Very unusual problem

F

Fred

This is quite an unusual problem. Occasionally, while I am trying to run just
about anything (even wordpad) something unusual happens. From what I've
managed to piece together with unlimited patience, my computer suddenly usues
up all its RAM on no-op commands and other useless stuff. I've run continuous
virus scans and I'm fully up-to-date with all known ones, but there doesn't
appear to be any viruses. I've tried sharing files with another one of my
computers (one I use to test for viral activity, of course nothing works as
well as a culture sample) and there are no symptoms. I do not think it is
viral, yet my RAM keeps getting flooded with no-ops and random junk. I'm
wondering if anyone else has come across this problem while using an Acer
Incorperated computer with Vista as their OS, and if they've figured out a
solution.
Any response with a solution would help I'm sick of this stupidity.
--
Demo, mada yoku irimasen.
 
A

Adam Albright

On Fri, 6 Jul 2007 19:34:01 -0700, Fred <daswandrem@yahoo.com> wrote:

>This is quite an unusual problem. Occasionally, while I am trying to run just
>about anything (even wordpad) something unusual happens. From what I've
>managed to piece together with unlimited patience, my computer suddenly usues
>up all its RAM on no-op commands and other useless stuff. I've run continuous
>virus scans and I'm fully up-to-date with all known ones, but there doesn't
>appear to be any viruses. I've tried sharing files with another one of my
>computers (one I use to test for viral activity, of course nothing works as
>well as a culture sample) and there are no symptoms. I do not think it is
>viral, yet my RAM keeps getting flooded with no-ops and random junk. I'm
>wondering if anyone else has come across this problem while using an Acer
>Incorperated computer with Vista as their OS, and if they've figured out a
>solution.
>Any response with a solution would help I'm sick of this stupidity.

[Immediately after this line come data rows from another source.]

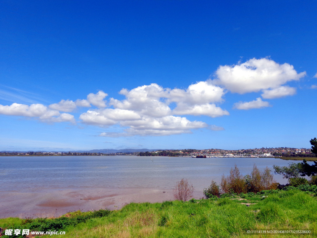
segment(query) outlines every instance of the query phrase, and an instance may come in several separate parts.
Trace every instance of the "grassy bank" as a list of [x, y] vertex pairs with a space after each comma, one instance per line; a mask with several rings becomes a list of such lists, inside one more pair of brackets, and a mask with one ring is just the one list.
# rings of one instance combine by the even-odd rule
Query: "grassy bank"
[[285, 160], [302, 160], [304, 159], [307, 161], [317, 161], [317, 158], [316, 157], [285, 157], [281, 156], [280, 157], [274, 157], [275, 159], [281, 159]]
[[[68, 219], [78, 222], [65, 221], [69, 224], [60, 230], [65, 231], [66, 235], [51, 237], [250, 237], [247, 234], [248, 230], [264, 229], [309, 230], [311, 235], [301, 236], [317, 235], [315, 197], [294, 189], [268, 194], [264, 198], [259, 195], [247, 195], [243, 199], [245, 200], [225, 197], [185, 202], [131, 203], [120, 210], [106, 213], [105, 216], [90, 217], [82, 222], [80, 219], [87, 213], [77, 212], [67, 216]], [[79, 219], [79, 217], [82, 218]], [[67, 219], [62, 220], [66, 221]], [[23, 228], [23, 226], [27, 226], [28, 224], [29, 226], [34, 221], [30, 223], [18, 218], [2, 219], [0, 227]], [[45, 222], [49, 224], [52, 221], [46, 219]], [[43, 229], [45, 229], [45, 225]], [[275, 237], [297, 236], [294, 234], [274, 235]], [[263, 235], [252, 236], [265, 237]]]

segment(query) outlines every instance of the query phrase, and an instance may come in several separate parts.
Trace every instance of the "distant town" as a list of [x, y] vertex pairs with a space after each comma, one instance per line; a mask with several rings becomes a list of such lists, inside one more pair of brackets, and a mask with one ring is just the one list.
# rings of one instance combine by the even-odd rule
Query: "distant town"
[[[143, 150], [145, 149], [143, 149]], [[105, 150], [100, 150], [104, 151]], [[137, 150], [131, 149], [133, 152], [127, 152], [129, 149], [123, 150], [123, 151], [115, 153], [89, 151], [55, 152], [41, 151], [0, 152], [0, 156], [45, 156], [65, 155], [133, 155], [139, 156], [169, 156], [196, 158], [212, 157], [313, 157], [314, 154], [311, 152], [310, 149], [296, 149], [287, 147], [278, 148], [264, 148], [247, 149], [228, 150], [220, 149], [184, 149], [181, 150], [158, 150], [151, 151], [135, 151]], [[94, 150], [97, 151], [98, 150]]]

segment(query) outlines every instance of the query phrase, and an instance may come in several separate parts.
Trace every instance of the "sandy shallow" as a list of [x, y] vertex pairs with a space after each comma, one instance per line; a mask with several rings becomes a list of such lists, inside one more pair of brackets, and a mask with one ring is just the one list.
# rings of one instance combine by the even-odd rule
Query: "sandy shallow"
[[[196, 192], [199, 199], [202, 193]], [[131, 202], [174, 200], [172, 190], [85, 188], [48, 190], [41, 193], [0, 193], [0, 218], [57, 217], [70, 211], [115, 210]]]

The short answer is Vista is designed to do that. Some would argue
unused memory is wasted memory. The key and where Windows falls down
and ALWAYS has regardless of what version of Windows we're talking
about it HOW it uses memory. Microsoft tinkers with the inner workings
in every new release of Windows.

What is suppose to happen but doesn't always is Windows should release
memory better so applications that need it can use it and the double
wammy is some applications are notorious for not releasing memory once
they're done with it. The end result is what you see, a sluggish
system.

Windows also tries to anticipate what you'll do next supposedly based
on past performance. This can mean Windows is constantly shuffling
things around back and forth between RAM and virtual memory. Sometimes
it works rather well, other times not really.